Mean IPSS and IPSS QoL were 20.5 (IQR 4) and 4.5 (IQR 1). Mean peak flow rate was 8.2 (IQR 3.3) mL/sec, post voiding residue (PVR) was 141.9 (IQR 165). 92 patients (35.8%) were included in the “favourable outcome” group, whilst 165 (64.2%) had at least one unfavourable criterion. One hundred-eight (65.0%) patients showed only one criterion, 46 (27.9%) showed two, and 11 (6.7%) showed three criteria related to an unfavourable outcome (Figure 1). In the group with “unfavourable outcome”, 122 patients (73.9%) showed a BCI<123 (124 patients -75.2%- showed a BCI<100); 78 patients (48.9%) showed a BOOI<48 (88 patients -53.3%- showed a BOOI<40); 71 patients (43.0%) showed both a BCI<123 and a BOOI<48 (74 – 44.8%- both a BCI<100 and a BOOI<40).
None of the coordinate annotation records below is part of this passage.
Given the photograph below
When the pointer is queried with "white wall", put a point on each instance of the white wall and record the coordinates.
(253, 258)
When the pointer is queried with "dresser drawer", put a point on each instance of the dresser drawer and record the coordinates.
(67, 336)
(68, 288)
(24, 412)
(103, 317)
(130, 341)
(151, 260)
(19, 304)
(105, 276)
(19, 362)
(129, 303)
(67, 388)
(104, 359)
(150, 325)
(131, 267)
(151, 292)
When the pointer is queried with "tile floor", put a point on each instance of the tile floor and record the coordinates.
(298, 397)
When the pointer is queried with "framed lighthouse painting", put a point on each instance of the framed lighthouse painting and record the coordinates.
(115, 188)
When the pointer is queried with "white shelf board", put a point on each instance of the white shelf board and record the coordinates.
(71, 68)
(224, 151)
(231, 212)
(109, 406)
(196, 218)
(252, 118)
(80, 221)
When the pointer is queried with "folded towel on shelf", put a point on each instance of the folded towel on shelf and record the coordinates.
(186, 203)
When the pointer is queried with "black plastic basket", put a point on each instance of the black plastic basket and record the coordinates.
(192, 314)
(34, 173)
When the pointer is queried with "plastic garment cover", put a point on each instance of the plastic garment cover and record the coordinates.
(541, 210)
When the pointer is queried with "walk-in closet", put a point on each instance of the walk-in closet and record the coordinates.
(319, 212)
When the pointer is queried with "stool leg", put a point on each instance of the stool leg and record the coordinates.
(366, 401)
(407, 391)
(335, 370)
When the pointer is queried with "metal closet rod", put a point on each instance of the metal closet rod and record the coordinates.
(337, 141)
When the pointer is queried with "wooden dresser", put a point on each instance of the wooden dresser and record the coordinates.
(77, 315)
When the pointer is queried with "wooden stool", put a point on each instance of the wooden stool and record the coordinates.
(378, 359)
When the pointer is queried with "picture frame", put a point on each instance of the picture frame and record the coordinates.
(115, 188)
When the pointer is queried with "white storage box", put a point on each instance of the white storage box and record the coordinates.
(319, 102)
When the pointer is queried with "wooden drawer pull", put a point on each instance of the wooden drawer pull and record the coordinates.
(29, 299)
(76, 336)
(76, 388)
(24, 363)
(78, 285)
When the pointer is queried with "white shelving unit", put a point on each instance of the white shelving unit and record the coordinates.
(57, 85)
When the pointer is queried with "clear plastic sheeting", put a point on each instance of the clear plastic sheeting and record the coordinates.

On the other hand, only 33 on these 165 patients (20.0%) showed both a BOOI >48 and a BCI >123.
Interpretation of results
This retrospective study of consecutive male patients investigated with iUDS prior to possible surgery for BPO showed a very high prevalence of patients presenting one or more parameters related to unfavourable outcomes according to UPSTREAM Trial[2], [3]. The study identifies some favourable conditions that predict the success of surgery such as ICIQ subscale score >8, IPSS score >16, ICIQ score >18, Qmax >9.8 ml/s, IPSS QoL >4 and age <74 years (fewer comorbidities) at baseline assessment. Patients without one or more of these parameters may have poor quality outcomes after surgery. According to our data, these parameters would identify only a minority of patients who would benefit post-obstruction with reduction of voiding LUTS. In the remaining patients the iUDS seem to provide possibly useful information, considering that 73.9-75.2% show detrusor hypoactivity, 48.9-53.3% show absence or mild obstruction and 43.0-44.8% both urodynamic findings, correlated with a worse postoperative outcome with little or, in some cases, no improvement in voiding LUTS. In this way iUDS could change the evaluation and subsequent treatment in men with LUTS avoiding unnecessary surgical interventions.